First Knight

“May God grant us the wisdom to discover right, the will to choose it, and the strength to make it endure.”

First Knight was well researched and at least makes a decent attempt to be different from similar films.  The beginning scene where children hide underneath a house helps with the authenticity, but then the typical, and predictable, battle between the bad, rich oppressors and the noble knights begins.

John Gielgud’s role as Oswald makes a great addition to the perfect cast.  It’s very believable that Guinevere (Julia Ormand) would fall in love with King Arthur (Sean Connery) who gets a great entrance in a classic role in this Arthurian legend tale.

Jerry Goldsmith’s musical score and Adam Greenberg’s cinematography are impressive. Director Jerry Zucker, mostly known for his comedic films, stresses entertainment and showmanship, but the logistical and battle strategy misses (e.g. not wearing helmets) diminish the level of emotion and escapism the audience feels.
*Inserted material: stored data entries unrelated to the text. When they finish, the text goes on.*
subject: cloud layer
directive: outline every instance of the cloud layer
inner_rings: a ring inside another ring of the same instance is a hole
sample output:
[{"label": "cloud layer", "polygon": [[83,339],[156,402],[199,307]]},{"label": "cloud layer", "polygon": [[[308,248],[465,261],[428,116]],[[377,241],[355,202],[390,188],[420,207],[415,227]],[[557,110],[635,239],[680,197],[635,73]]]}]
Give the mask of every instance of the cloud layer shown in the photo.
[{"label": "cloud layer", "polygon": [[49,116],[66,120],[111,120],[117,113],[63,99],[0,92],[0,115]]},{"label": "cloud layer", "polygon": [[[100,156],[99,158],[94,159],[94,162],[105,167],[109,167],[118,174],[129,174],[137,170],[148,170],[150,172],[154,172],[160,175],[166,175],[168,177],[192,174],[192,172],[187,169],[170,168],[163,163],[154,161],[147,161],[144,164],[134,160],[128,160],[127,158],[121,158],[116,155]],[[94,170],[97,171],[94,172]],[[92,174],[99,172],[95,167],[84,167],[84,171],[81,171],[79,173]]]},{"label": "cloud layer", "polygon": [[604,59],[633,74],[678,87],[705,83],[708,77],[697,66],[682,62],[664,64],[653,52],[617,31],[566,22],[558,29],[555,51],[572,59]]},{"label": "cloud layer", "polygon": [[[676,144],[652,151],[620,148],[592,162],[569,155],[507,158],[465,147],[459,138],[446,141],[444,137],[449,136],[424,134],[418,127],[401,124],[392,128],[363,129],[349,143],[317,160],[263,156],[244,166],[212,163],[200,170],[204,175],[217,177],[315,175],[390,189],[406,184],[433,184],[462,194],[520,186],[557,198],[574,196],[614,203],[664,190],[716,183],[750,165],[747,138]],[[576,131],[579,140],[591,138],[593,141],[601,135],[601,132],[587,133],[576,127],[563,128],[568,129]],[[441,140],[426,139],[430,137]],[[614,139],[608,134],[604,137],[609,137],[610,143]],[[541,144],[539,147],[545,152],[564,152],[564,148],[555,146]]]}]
Zucker was definitely out of his element during the fight sequences and should have relied on an experienced assistant director. The medium and close shot action was better with some good swordplay.

Equal appeal for male and female audiences made this one popular at its release. Mildly enjoyable and audiences get two hours and 21 minutes. Recommended with reservations (** out of four stars) and rated PG-13 for some brutal medieval battles.

Copyright © Michael Siebenaler

This entry was posted in 1990s Film Reviews, Film Reviews and tagged , , , , . Bookmark the permalink.

1 Response to First Knight

  1. Dr, Charles Urban says:

    The prayer attributed to Arthur, as the Knights met at the Round Table, was simply and brilliantly composed and is arguably one of the most memorable quotes of the film, giving an indication of the ongoing struggles between virtue and vice weaved throughout the story: “May God grant us the wisdom to discover the right, the will to choose it, and the strength to make it endure. Amen.”
    No such prayer (or really, any prayer) is recorded in the annals of the Arthurian legend. (In fact, any prayer worded in this form would have been highly unlikely, since it ends with just a “nod” to divine empowerment, but really seems to depend more on man. But I digress…)
    There has been much speculation as to the origin of this prayer, although it does in the end seem to belong to Sir William Nicholson, OBE, the scriptwriter. I do wonder if he had access to a prayer which sounds curiously like that in film, with more precise and authentic theology–and which might well have been used in the early-Medieval era of King Arthur, It is still used today in during the 1st week of Lent in the Roman Catholic liturgy: the “Largíre nobis”:

    Grant us, we beseech you, O Lord,
    the spirit to always think and do what is right
    That we who cannot exist without you,
    may be strengthened to live
    in accordance with your will.
    Through our Lord Jesus Christ …
    one God, forever and ever. Amen.